As Tim Clement-Jones, finance director of Kingfisher, put it: 'The guidance is pretty murky. But I would not like mine to be the first company that steps over the line.'

The LIG underling was told by the board to tell analysts and big investors that their profit forecasts for the company were too high. The main reason was LIG's photoprocessing division, which was badly hit by the recession. As the phones were put down, the LIG share price began to fall, ending 22p down at 248p.

In an unusual measure, the Stock Exchange decided last May to make an example of LIG, publicly censuring the company. The rest of the City rightly saw this as heralding a wider crackdown. But many quoted companies and their lawyers reacted in panic, asking aloud what they could or could not say to the outside world without following LIG into the pillory.

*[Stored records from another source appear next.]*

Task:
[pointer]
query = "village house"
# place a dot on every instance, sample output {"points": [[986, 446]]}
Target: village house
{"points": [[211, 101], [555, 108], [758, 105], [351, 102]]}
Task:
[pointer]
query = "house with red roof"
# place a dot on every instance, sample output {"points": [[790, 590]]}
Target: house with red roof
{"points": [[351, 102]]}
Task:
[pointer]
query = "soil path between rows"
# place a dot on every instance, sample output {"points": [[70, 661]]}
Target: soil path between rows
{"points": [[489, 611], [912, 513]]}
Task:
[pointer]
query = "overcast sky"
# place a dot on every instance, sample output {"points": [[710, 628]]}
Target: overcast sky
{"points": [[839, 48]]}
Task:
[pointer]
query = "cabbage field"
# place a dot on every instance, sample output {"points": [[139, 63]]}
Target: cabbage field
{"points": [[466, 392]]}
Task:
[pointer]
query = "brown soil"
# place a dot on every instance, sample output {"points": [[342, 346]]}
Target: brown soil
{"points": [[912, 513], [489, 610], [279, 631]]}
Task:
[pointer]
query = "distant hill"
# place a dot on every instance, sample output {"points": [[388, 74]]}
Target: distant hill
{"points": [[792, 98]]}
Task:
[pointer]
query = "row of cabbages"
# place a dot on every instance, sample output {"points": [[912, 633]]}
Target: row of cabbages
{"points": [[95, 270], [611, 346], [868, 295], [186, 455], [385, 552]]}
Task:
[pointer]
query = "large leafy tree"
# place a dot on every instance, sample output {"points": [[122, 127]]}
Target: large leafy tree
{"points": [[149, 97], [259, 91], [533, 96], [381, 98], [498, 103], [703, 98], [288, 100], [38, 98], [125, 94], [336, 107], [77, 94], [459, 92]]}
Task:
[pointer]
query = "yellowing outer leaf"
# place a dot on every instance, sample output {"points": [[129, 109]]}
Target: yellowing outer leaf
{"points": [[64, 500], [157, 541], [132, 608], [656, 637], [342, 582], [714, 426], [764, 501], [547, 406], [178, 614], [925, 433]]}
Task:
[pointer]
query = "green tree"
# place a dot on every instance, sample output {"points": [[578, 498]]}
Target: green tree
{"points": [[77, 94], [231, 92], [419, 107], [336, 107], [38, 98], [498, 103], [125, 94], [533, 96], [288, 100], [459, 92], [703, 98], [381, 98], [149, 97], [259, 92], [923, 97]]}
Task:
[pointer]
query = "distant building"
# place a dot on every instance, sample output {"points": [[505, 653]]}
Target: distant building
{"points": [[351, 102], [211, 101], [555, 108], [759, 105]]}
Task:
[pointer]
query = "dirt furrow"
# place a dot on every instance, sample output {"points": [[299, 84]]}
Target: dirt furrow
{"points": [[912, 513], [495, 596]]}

So last July, the Stock Exchange pulled together a working party to draw up guidance. Apart from Exchange officials, the committee included representatives of the Hundred Group of Finance Directors, the Association of British Insurers, the Institute of Investment Management and Research and the Institutional Fund Managers' Association. Michael Lawrence, former finance director of Prudential Corporation and since February 1 chief executive of the Exchange, was a member. The result, published last week, has been widely criticised. Peter Cowap, head of compliance at Nomura, said: 'It seems full of platitudes and recommends motherhood and apple pie.'

Mr Clement-Jones pointed out: 'If you cannot nudge or steer, or raise your eyebrow, if analysts are misinformed, the market will not know what to expect. The whole thing is pretty fraught.'

Slaughter & May, the lawyers, added: 'It leaves unclear the circumstances in which companies are not required to announce price-sensitive information to the market. The suggestion that there is in certain circumstances an obligation on companies to correct analysts may have unforeseen adverse consequences.'

But Martin Hall, the Stock Exchange's head of policy and a member of the working party, defended the document, saying: 'There was pressure on us to publish it before the insider dealing law changes on March 1, and there is an international trend towards greater all-round disclosure. This is an attempt to produce the maximum flow of information from companies.'

But while the advice does much to protect company officials from inadvertently breaking the new laws on insider trading and traded securities disclosure, it is surprising how many flaws have survived the six-month deliberation.

The key principle of the guidance is that price-sensitive information - the sort that can move a company's share price - should be sent to the Stock Exchange before anyone else is told, whether they are journalists in a pub or shareholders at their annual meeting.

As far as possible, company officials should confine themselves to directing inquirers to information that is already published, such as the annual report or industry statistics. However, the guidance still seems to leave open the possibility of a repeat of the LIG episode.

The document says: 'If analysts' comments or views appear inaccurate, companies can consider what public information is available to be drawn to their attention.'

While that would deter anything quite as blatant as the LIG exercise, experienced public relations officers will not find it difficult to drop the right sort of hints if they feel that an analyst is forecasting too high or too low.

But perhaps the most bizarre edict is that companies should make 'a proper announcement' if they are approached by journalists with accurate but hitherto unpublished price-sensitive information - otherwise known as a scoop or an exclusive in the newspaper world.

It does not seem to have occurred to the distinguished members of the working party - one of whom is an ex-journalist - that journalists prize such information and are simply not going to share it with a company that might blurt it to the world at large before publication.

As journalists are protected if they do not deal on the information before they publish and companies are legally safe if they are not bothered with prying phone calls, the legal niceties will be observed. Except that newspapers will be deterred from checking facts and companies will have the infinitely more difficult task of putting out bush fires after rumours have been published.